Un cine abandonado de la década de 1950. Un ambiente fantasmal y urbano. Una escenografía contemporánea y un director francés, prestigioso, que se dirige hacia el final de su carrera. En todo este envoltorio llega, de nuevo, el mito de
Edipo al Teatro Romano de Mérida, aunque bajo el formato de una triple historia para contar, a la manera de Georges Lavaudant, el antiquísimo texto de Sófocles, paradigma de la tragedia griega. El director galo introduce su sello personalísimo para conducir a Eusebio Poncela, Laia Marull, Miguel Palenzuela, Rosa Novell por los caminos de una interpretación actoral en la que se pretende arrinconar la emoción para darle todo el poder a la palabra.
La emoción llega con la palabra, no con los gestos o la sobreactuación. O, dicho de una manera más específica, en palabras de Novell: se pretende tener el corazón caliente y los labios de hielo. Georges Lavaudant, que fue responsable del prestigioso Odéon-Théatre de l'Europe durante una década y ayer no estuvo en Mérida durante la presentación de su montaje, ha calificado a Edipo rey como «la primera novela policiaca de la historia de la literatura».
Pero Lavaudant no sólo ha trabajado con Edipo rey, que en la edición pasada estuvo en el Festival emeritense con Ernesto Alterio y Jorge Lavelli en la dirección, sino que se ha sacado un triple montaje -Edipo rey, Edipo en Colono y Antígona- para, en dos horas y diez minutos de espectáculo (dos y media con el obligado descanso) poner nuevo rostro a la historia trágica de Edipo y su familia, marcada por un destino y una profecía trágica bien sabida. Edipo, hijo de Layo y Yocasta, reyes de Tebas, es abandonado de niño para que muera ya que una profecía afirma que será el asesino de su padre. El niño es salvado y adoptado por el rey de Corintio, Polibio.
Con una traducción al castellano del escritor Eduardo Mendoza, el texto ha sido pulido por el dramaturgo Daniel Loayza, quien asegura que Edipo, «una invención griega, es la figura teatral en quien se ha revelado la vocación (o la fatalidad) que vuelve contra sí misma la voluntad de ver y de saber».

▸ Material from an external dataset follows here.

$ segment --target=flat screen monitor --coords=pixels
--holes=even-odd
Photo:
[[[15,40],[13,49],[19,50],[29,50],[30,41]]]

El montaje de Lavaudant se mostrará a través de una escenografía con espacios distintos que juegan con elementos del mundo del cine. Estrenado en el Teatro Matadero madrileño y después en el Grec de Barcelona, llega a mérida para tratar de mostrar «una estética contemporánea para eliminar los clichés sobre el teatro griego», según el director francés. «Hay una controversia por este montaje porque el lirismo es cero y la emoción también es cero», avanza
Eusebio Poncela.
«Edipo es emblemático, es uno de esos grandes textos escritos para la historia que pertenecen a la memoria colectiva, que aquí, en Mérida, siempre se resucita con grandes trabajos de puesta en escena y con grandes interpretes», indica el director del Festival, Francisco Suárez, quien ha 'fichado' a Lavaudant para representar, por decimoquinta vez en la historia del Festival a
Edipo, por estar «considerado como uno de los directores más originales y más significados e importantes del teatro contemporáneo».
Es un Edipo que «es una búsqueda de la verdad, una verdad que «le llevará a la perdición», en palabras de Rosa Novell, Yocasta en el montaje, quien defiende la propuesta del director francés al subrayar que «la palabra es la que tiene el poder; hay que hacer surgir esta palabra sin necesidad de subrayarla con emoción».